I go back to the concept of the Uncanny Valley. We have had an enormous volume of CGI and various rendering of images over the last two decades. Artists have been trying to make things photo-realistic in movies and video games, but (1) the images were imperfect and (2) the skill to create them was prohibitive. In fact, the more people chased perfection, the more off-putting the images had felt. I think a similar thing can be said of robot conversation – early attempts felt like talking to a chattering metallic machine with a rubber mask on. You could see the gears, and the fact that those gears attempted to look human was genuinely unnerving and creepy.
Neural networks started to show magic in the early to mid 2010s, but you could still easily see the artifacts and distortions of the math required to generate the images.
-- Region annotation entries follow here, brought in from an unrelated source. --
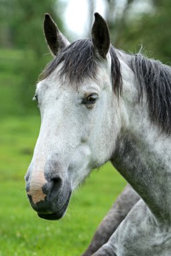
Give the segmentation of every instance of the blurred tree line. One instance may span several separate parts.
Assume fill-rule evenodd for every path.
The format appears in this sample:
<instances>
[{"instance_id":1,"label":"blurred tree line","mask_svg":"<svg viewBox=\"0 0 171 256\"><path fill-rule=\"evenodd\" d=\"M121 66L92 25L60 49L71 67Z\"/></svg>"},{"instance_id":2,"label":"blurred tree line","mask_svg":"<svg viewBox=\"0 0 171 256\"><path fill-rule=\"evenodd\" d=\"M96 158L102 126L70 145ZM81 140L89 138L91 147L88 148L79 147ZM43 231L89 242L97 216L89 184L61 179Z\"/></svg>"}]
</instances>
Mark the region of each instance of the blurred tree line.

Things looked like computational styles, or mathematical transformations, rather than something that would pass for reality. In this way, getting through the Uncanny Valley is akin to passing the conversational Turing Test.
AI began to pass visual, hearing, and written tests better than the human counterpart. Its probabilistic sensing of media could be inverted to hallucinate and generate media. We are now in the moment where such media are, for all intents and purposes, indistinguishable for most people from “the truth”. Yes, there are mangled hands and repeating face patterns and dream-like text, but we have our entire imagination now indexed as a search engine.
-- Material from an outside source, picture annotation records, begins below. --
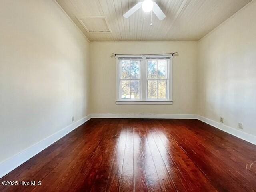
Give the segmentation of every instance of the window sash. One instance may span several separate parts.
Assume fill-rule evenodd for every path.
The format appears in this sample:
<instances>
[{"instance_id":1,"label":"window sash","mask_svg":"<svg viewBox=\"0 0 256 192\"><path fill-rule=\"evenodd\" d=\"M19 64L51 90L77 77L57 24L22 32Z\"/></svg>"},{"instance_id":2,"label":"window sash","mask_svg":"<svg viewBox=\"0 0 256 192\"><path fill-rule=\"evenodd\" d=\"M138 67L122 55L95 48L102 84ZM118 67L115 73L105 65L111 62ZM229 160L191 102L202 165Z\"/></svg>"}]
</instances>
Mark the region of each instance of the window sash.
<instances>
[{"instance_id":1,"label":"window sash","mask_svg":"<svg viewBox=\"0 0 256 192\"><path fill-rule=\"evenodd\" d=\"M172 101L172 58L170 59L166 58L157 58L157 59L150 58L148 59L146 59L146 57L144 57L142 60L136 59L137 58L134 58L135 59L132 59L133 58L131 57L129 59L127 59L127 58L120 58L116 59L116 100L117 101ZM122 66L121 61L122 60L139 60L140 61L140 78L131 79L130 78L130 77L128 79L122 79L121 72L122 72ZM165 78L148 78L148 60L166 60L166 77ZM158 72L157 70L157 75L158 74ZM130 81L133 80L140 80L140 98L137 99L131 99L130 98L122 98L121 96L121 82L122 80ZM148 80L156 80L157 81L157 86L158 86L158 82L159 80L166 80L166 98L148 98ZM156 90L157 95L158 96L158 90Z\"/></svg>"}]
</instances>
In regards to industry, we can say that the skill required to create media at professional level has dropped dramatically. This will lead to an over-supply of media, a sort of asymptotic infinity towards the end of our Web2 era of free doom-scrolling content. As supply goes up, price will continue to drop, and there will be further asymmetric concentration of value to a few companies. The only way out of this is to generate digital scarcity for digital objects, and re-introduce human economies around hallucinated media. But we are several steps away from this, in my view.
Diffusion models have become the state-of-the-art technique for image generation. What is it about diffusion techniques that makes it better suited for generative AI scenarios than previous methods?
I used to think of AI as a counterpart to a human brain. Once we have mapped an entire human brain, in an Accelerando fashion, then we can copy/paste that intelligence and scale up our processing. But it feels more like AI has been recreating human senses at the scale of the population, of humanity. We see how neural networks used to ingest some local data set about cats and that was sufficient to train that network to see cats. Now, the entire container of digitized human knowledge is pumped into a mystery box, which structures that information into abstractions we cannot touch or understand.
If anything with deep learning, we could trace the abstractions in the beginning as Shakespearean letters turn to words, then words to sentences, then sentences to paragraphs, then paragraphs into new books. But the new models have an order of magnitude more data, and the abstractions and clumps pass away from our intuition, several levels up to the clouds. So I think of it as interacting with a modeled sense, a disconnected digital feeling averaged out across all human experience.
Text-to-(image, video, 3D, audio) have become one of the dominant forms in the generative AI landscape. What’s the impact of text guidance in generative art?
Generative Art used to mean that you use a programming language like Processing to discover mathematical algorithms which deterministically design beautiful patterns. Those things might be fractals, or constructivist abstractions, or some other balanced recursive aesthetic. The key was in being very precise with specifying rules through programming.
The new generative AI art landscape is far more akin to photography, or found objects. People are having interesting experiences struggling with ownership, intellectual property, and the artistic view in general when using these new technologies. It is too easy to make something, and it feels as if nothing was actually made.
The role of the natural language model is to create the navigation, the view finder, by which you traverse the latent space of all visual data. It is technical and difficult to move around a visual generative model without such a device. But if you are able to translate the intent of your language into the numbers which move around another mathematical layer, then it feels like your intent matches the outputs you receive from the model. It is a magical feeling, and endlessly addictive.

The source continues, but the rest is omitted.